This is something you definitely want to avoid.  That's one of the main purposes of a dynamic site, though, giving the client a user-friendly means of controlling the content and updating the site as needed.  Let the developer know that if you need them next month, they messed up.


"That's partly why I was hoping to use some 'off-the-shelf' components that I could learn to use myself, and make minor adjustments when necessary, at least for some parts of the site. Am I SOL, or is some compromise available?"

If there were a single solution for all of your requirements, then it would be somewhat easier.  The problem is that your requirements are sufficiently advanced and specific that there is no one-stop answer.  Patching together and integrating a group of single-purpose entities still requires considerable knowledge of HTML, a scripting language and a database.  Some are notoriously difficult to install, even to web dev professionals.  Frankly, creating something from scratch is often easier.  

For example, when I first started including CMS functions in the sites I was developing, I reasearched and tried several open source CMS options, but ultimately each site has its own needs and starting with a blank slate is simpler than trying to make significant customizations to someone else's code.

Nevertheless, I think your overall plan inherently requires some third-party elements to be integrated.  It's simply a matter that the best choice is entirely dependent on the structure of the whole.  By that, I mean it's about balance.  If you pick the 'best' server platform and the 'best' scripting language and the 'best' CMS and the 'best' database, etc. there is no guarantee that they can work together.  If your answers to the above are Linux/Apache, ASP.NET, Mambo, and MS SQL, then you have a problem.  For each element, the right choice is the one that best works with the other elements.
PJ_SAuthor Commented:
OK, thanks for the feedback, I appreciate your perspective. A few final questions, if you don't mind. Since I have no frame of reference, could you give me a "ball-park" figure for what I should expect to pay for someone to build this kind of project? And how long it should take? Would I be better off hiring a contract programmer, or going to a web design firm? Again, I'd really like a ASP.NET/SQL Server solution so that I at least have some familiarity with the technology.
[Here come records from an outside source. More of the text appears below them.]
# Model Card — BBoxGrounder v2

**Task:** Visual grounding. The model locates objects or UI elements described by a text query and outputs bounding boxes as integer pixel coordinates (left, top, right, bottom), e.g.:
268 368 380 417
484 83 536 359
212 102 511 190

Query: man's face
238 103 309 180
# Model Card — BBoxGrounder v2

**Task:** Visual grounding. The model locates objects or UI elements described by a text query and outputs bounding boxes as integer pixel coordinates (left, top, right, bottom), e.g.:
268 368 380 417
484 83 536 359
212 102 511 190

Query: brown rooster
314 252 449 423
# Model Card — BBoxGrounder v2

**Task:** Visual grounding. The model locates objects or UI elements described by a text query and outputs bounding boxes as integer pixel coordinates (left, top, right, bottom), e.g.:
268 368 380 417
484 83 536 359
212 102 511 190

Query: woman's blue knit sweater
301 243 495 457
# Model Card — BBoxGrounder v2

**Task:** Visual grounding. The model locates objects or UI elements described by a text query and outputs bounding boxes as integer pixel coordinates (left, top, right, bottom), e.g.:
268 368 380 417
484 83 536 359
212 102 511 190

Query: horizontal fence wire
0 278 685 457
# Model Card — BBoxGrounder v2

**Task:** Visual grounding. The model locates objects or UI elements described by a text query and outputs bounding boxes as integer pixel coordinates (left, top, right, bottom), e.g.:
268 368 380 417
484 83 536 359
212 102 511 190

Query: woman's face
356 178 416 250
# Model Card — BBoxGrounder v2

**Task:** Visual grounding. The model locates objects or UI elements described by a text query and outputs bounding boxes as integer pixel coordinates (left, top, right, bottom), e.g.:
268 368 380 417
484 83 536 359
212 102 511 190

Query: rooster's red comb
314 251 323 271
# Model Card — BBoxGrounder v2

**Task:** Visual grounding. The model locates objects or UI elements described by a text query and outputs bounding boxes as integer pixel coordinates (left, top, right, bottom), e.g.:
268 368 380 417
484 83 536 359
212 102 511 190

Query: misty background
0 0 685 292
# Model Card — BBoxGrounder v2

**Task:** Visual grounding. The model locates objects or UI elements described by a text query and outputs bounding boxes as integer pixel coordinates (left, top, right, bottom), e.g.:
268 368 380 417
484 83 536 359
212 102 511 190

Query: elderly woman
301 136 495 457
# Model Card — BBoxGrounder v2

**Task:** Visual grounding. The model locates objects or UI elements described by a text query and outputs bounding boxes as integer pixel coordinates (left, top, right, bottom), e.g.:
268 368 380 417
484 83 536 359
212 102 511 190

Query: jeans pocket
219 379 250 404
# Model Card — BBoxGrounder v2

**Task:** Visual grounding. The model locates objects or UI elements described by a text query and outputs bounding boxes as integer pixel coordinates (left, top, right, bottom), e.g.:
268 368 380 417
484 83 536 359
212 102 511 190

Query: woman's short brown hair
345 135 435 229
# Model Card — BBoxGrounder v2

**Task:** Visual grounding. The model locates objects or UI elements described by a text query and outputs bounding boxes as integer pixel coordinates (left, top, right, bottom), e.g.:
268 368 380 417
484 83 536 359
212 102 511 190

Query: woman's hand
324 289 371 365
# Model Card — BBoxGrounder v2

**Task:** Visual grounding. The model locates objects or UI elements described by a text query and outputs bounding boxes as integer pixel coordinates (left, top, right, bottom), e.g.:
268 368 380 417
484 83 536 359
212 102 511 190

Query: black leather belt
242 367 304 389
We've been ripped off in the past and I'm trying not to let it happen again! Thanks.
humeniukCommented:
I can understand why you would want to stick with ASP.NET/SQL.

You're likely better off with a a web design firm as this project may require more than one person (ie. a designer and a programmer, for example).  Individually, most of us are either capable at doing many things or very good at doing one thing.  The steps to choosing the right company and not getting ripped off: provide detailed requirements, check references and portfolio thoroughly, monitor progress, and pray.

In terms of cost, that's very hard to estimate.  A couple of years ago, another designer and I put together detailed specs for a big e-comm site and submitted it to a number of design firms (anonymously) to get quotations.  The range was $12k to $115k.  So, I'm tempted to say "between $12k and $115k", but if forced to narrow it down further, I would say that the right people will cost between half and all of your $50k budget.

Also, since this is only my opinion, I'd be more comfortable if there were other opinions being given here :)   It might be a good idea to keep this question open and post a pointer in the Web Dev topic area asking for additional feedback.